Monday, September 27, 2010

Another Look At Community

Good evening to you all, dear brothers and sisters in the living faith of Jesus Christ our Lord. I write to you on the eve of our Matriculation retreat. Classes will be suspended this week in order to spend time in silent retreat and corporate worship. Our retreat leader is Fr. Patrick Reardon, an Eastern priest from Chicago; he also is the senior editor of Touchstone Magazine, which is well worth reading.

In light of this retreat, I'm once again pondering true Christian community. I say 'true' community because most of what passes as community is actually quite insular. And this, dear ones, is not the way in which the gospel calls us. Love expands. Love never contracts! Case in point: before we moved to Nashotah House we lived in an affluent 'community' where we only knew a handful of our neighbours.
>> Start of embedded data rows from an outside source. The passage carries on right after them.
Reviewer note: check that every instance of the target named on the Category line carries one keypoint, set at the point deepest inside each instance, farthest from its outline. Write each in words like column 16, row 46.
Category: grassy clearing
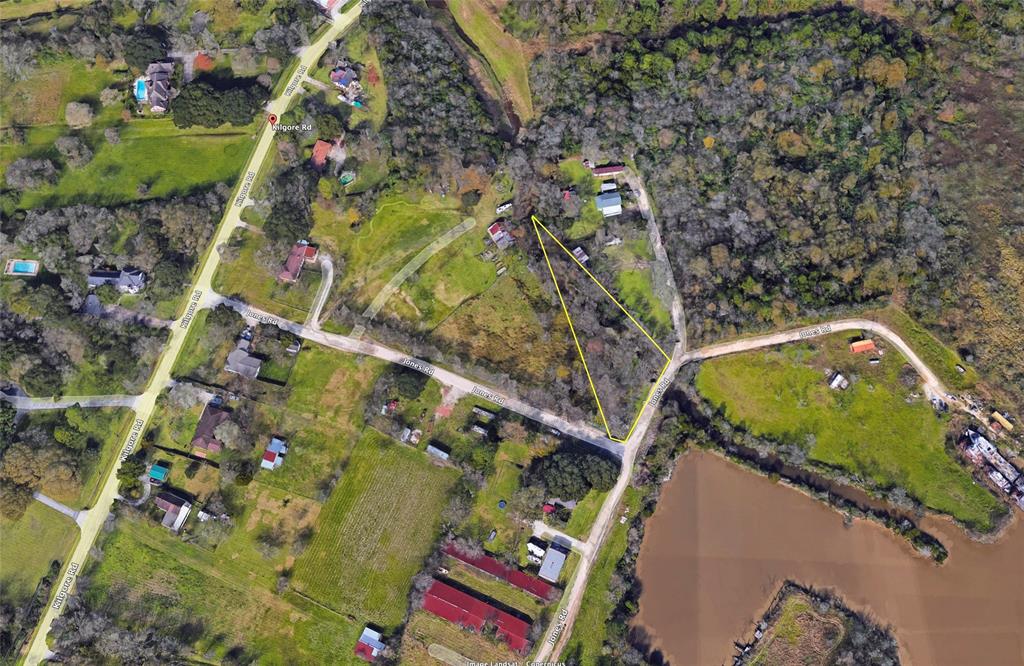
column 584, row 514
column 28, row 546
column 939, row 358
column 402, row 224
column 868, row 429
column 255, row 283
column 324, row 416
column 375, row 531
column 360, row 50
column 503, row 327
column 800, row 635
column 510, row 460
column 589, row 630
column 146, row 568
column 108, row 427
column 425, row 629
column 504, row 52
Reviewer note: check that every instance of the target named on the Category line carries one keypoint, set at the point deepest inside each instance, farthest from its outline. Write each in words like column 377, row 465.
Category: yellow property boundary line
column 538, row 225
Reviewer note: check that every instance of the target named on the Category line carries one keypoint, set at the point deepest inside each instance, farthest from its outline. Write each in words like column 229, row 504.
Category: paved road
column 354, row 345
column 91, row 526
column 24, row 403
column 412, row 266
column 327, row 268
column 74, row 514
column 931, row 381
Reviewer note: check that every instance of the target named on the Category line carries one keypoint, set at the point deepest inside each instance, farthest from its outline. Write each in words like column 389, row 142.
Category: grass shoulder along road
column 876, row 429
column 28, row 546
column 590, row 627
column 375, row 531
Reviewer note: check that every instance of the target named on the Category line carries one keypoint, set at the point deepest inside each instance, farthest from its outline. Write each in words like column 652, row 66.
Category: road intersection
column 90, row 527
column 202, row 296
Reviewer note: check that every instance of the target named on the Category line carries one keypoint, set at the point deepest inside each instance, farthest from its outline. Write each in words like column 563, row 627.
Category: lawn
column 509, row 463
column 28, row 546
column 869, row 429
column 504, row 52
column 939, row 358
column 375, row 531
column 323, row 418
column 503, row 327
column 374, row 251
column 251, row 280
column 146, row 570
column 589, row 630
column 584, row 514
column 360, row 50
column 425, row 630
column 107, row 426
column 187, row 160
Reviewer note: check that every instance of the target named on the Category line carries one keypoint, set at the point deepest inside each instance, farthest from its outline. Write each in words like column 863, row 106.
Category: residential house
column 127, row 281
column 511, row 575
column 466, row 611
column 175, row 509
column 839, row 382
column 158, row 473
column 322, row 150
column 608, row 170
column 554, row 559
column 1001, row 420
column 610, row 204
column 204, row 438
column 242, row 362
column 500, row 236
column 861, row 346
column 158, row 85
column 370, row 644
column 536, row 549
column 273, row 455
column 300, row 254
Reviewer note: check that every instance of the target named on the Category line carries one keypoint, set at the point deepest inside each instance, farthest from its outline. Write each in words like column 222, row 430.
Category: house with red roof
column 300, row 254
column 468, row 612
column 204, row 438
column 322, row 150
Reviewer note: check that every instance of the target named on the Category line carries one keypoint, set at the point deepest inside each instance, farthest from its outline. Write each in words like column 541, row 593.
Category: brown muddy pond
column 723, row 540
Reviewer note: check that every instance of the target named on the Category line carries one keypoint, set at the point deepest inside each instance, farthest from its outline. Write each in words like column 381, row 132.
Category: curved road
column 90, row 527
column 351, row 344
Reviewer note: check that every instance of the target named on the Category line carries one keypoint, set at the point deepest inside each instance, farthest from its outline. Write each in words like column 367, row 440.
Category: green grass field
column 504, row 52
column 868, row 429
column 323, row 416
column 375, row 531
column 146, row 569
column 939, row 358
column 28, row 546
column 584, row 514
column 501, row 486
column 589, row 630
column 256, row 284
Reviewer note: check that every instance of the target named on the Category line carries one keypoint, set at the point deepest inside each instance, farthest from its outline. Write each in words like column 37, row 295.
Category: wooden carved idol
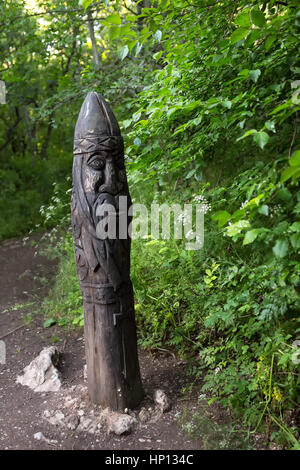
column 103, row 257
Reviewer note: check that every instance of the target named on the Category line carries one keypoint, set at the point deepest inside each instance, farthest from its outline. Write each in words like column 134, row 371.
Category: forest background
column 207, row 94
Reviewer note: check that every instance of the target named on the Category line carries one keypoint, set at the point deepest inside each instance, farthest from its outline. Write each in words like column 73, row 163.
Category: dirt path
column 21, row 410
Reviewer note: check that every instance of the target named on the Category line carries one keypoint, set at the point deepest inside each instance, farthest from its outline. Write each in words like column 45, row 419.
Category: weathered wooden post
column 103, row 264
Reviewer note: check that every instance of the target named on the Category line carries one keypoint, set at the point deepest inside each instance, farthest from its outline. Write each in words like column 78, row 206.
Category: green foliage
column 208, row 98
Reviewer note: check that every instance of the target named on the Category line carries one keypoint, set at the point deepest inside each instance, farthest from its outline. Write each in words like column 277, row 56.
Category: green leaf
column 254, row 75
column 250, row 236
column 264, row 210
column 295, row 241
column 113, row 19
column 238, row 35
column 157, row 55
column 261, row 138
column 289, row 172
column 243, row 19
column 269, row 41
column 227, row 104
column 138, row 48
column 270, row 125
column 137, row 141
column 280, row 248
column 49, row 322
column 258, row 18
column 221, row 217
column 157, row 35
column 85, row 3
column 126, row 123
column 295, row 159
column 295, row 227
column 123, row 52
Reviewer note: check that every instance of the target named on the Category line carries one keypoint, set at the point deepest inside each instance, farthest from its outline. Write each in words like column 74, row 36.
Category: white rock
column 162, row 400
column 41, row 375
column 119, row 423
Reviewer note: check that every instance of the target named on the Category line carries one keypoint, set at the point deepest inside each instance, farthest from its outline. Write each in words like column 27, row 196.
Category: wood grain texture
column 103, row 265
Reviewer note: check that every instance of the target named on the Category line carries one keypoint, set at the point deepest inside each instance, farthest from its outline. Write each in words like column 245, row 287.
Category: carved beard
column 110, row 255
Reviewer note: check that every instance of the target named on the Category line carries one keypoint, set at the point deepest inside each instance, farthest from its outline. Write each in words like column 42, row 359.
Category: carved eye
column 122, row 175
column 120, row 163
column 97, row 164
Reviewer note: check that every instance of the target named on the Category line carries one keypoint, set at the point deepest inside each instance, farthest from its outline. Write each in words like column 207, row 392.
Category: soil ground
column 22, row 410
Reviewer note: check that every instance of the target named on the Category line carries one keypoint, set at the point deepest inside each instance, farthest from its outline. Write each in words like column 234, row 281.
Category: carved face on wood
column 99, row 177
column 99, row 144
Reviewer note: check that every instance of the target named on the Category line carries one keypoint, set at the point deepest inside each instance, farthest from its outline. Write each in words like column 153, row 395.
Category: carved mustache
column 113, row 188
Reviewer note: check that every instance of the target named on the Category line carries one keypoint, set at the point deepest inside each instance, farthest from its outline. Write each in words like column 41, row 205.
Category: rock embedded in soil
column 161, row 399
column 119, row 423
column 41, row 375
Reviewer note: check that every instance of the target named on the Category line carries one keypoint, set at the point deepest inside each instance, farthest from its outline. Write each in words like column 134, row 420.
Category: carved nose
column 110, row 175
column 110, row 184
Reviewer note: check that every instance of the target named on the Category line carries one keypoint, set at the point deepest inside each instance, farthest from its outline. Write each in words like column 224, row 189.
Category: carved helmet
column 96, row 128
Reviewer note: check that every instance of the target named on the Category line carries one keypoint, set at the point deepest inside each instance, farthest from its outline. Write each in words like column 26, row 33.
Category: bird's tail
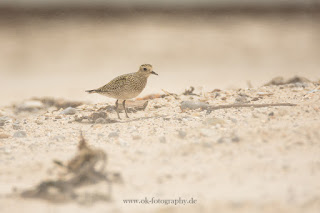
column 91, row 91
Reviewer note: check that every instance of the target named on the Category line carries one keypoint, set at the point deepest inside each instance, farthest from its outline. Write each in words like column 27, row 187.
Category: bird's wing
column 114, row 84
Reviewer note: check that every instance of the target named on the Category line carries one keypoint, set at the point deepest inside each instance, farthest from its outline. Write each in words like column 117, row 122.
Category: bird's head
column 146, row 69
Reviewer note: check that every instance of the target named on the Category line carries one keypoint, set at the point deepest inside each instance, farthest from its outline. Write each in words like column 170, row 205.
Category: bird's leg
column 117, row 110
column 125, row 109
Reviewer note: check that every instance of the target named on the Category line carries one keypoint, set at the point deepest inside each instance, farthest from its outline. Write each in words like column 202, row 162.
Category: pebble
column 100, row 121
column 123, row 142
column 162, row 139
column 96, row 115
column 113, row 135
column 182, row 134
column 205, row 132
column 3, row 136
column 271, row 114
column 213, row 121
column 221, row 140
column 136, row 137
column 69, row 111
column 241, row 99
column 16, row 126
column 264, row 93
column 4, row 120
column 20, row 134
column 193, row 105
column 58, row 138
column 30, row 106
column 235, row 139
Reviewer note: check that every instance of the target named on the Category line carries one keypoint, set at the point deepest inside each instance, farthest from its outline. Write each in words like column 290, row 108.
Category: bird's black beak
column 153, row 72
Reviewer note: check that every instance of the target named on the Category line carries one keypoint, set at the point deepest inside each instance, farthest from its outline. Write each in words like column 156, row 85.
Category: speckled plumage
column 126, row 86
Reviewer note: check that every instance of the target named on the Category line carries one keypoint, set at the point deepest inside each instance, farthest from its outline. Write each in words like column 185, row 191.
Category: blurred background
column 62, row 47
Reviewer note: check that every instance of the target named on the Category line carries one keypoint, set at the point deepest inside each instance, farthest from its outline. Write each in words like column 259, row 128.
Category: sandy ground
column 239, row 159
column 230, row 160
We drove in and out as if there were no other souls on the block, implying that our neighbours were somehow less important than us, less human. I know we're not alone; this is in fact the way most people live. And this is not good. Actually, this is deplorable.

I don't point this out to say we're somehow more holy now that we're part of an intentional community of faith, nor do I mean to chastise my dear friends who live ten yards from someone whom they've never had the pleasure of meeting. And I certainly am not extolling the virtues of Christian community to say that we, by our own power no less, can cure every conceivable ill on the planet by pretending to love our neighbour. That's just plain silliness and pride writ large. Loving thy neighbour comes only from casting our gaze on the true fount of all love, the one who loved us first - Jesus Christ our Lord. From Him springs forth love of neighbour.


What I am saying, however, is that Jesus Christ, by virtue of the Incarnation, entered into a community, and through much of His life and teaching showed us what the community of heaven resembles. A word of caution is in order here, a caveat lector, we might say. Usually at this point one of two things happen in theology: first, revisionists like to use this fact to claim that because Jesus ate and drank with sinners that anything goes for the sake of community. I say no to the poppycock, and I ask you to say so, too! Secondly, they say, because Jesus spent so much time exposing his society's insular nature, that we can fix it all, especially the environment. Again, this is just plain silly.

Here's what I am saying: Christian community and its ultimate fulfillment, heaven, is not a four bedroom house with a three car garage, a plasma TV, an American Express with a high limit, and a trophy spouse, though I'm fond of most if not all of these silly matters. Moreover, Christian community is certainly not a shot in the dark at establishing some kind of modern utopia. Actually, the opposite is true.

Christian community, by the world's standards, is a complete train wreck. True Christian community, taking its cue from our Lord, is more concerned with the messy stuff, and it's wonderfully messy. Don't think for a second it's about Jungian self-actualization. It's about brutal honesty of a pilgrim people living in the tension of the now and not yet of Christ's return in glory.


Namely, Christ is after the heart - whether it's hurting, joyful, weeping, angry or glad. Christian community is not about smiling and agreeing; it's about honestly recognizing one another's differences and pressing forward together for the sake of building up God's kingdom here and now. Christian community is not primarily about eradicating poverty and starvation, though these are certainly crucial to its vitality. Rather, Christian community is focused on making sure extreme poverty and starvation never happen in the first place by focusing on Jesus Christ, who for our sake became poor, even to the point of death on that cursed tree. Christian community is that place where we, as St. Paul would have it, work out our salvation together.

So I hope you see that community is paradoxical. It's not about us, nor is it even about fixing everything. No, true Christian community is all about Jesus Christ, the one in whom we have community with one another and all the Saints.

And I offer this tonight not as a set of tracts or platitudes; rather, it is my fervent prayer that we all just take a step back and ponder these things. Ponder what is means to be given the gift of others. Ponder what it means to be given friends, family, neighbours, and communities in which can grow and change. Ponder what God is doing in our lives right this moment. Let us open ourselves to the emancipation that comes from being with Jesus, not in a closet alone, but with others.

So how can I bring this around and give you something to sweeten your joie de vivre? How about this: pray tonight that God would reveal to you how He wants us to dwell where He's put us. Ask Him to bless our vocations, our families, and our friends. Go ahead, ask Him to show us what community is all about.

I dare say this is the one post that requires no recipe attached! Christian community with all its scars and flaws is true joyous living in a nutshell - it's a recipe for glorious disaster!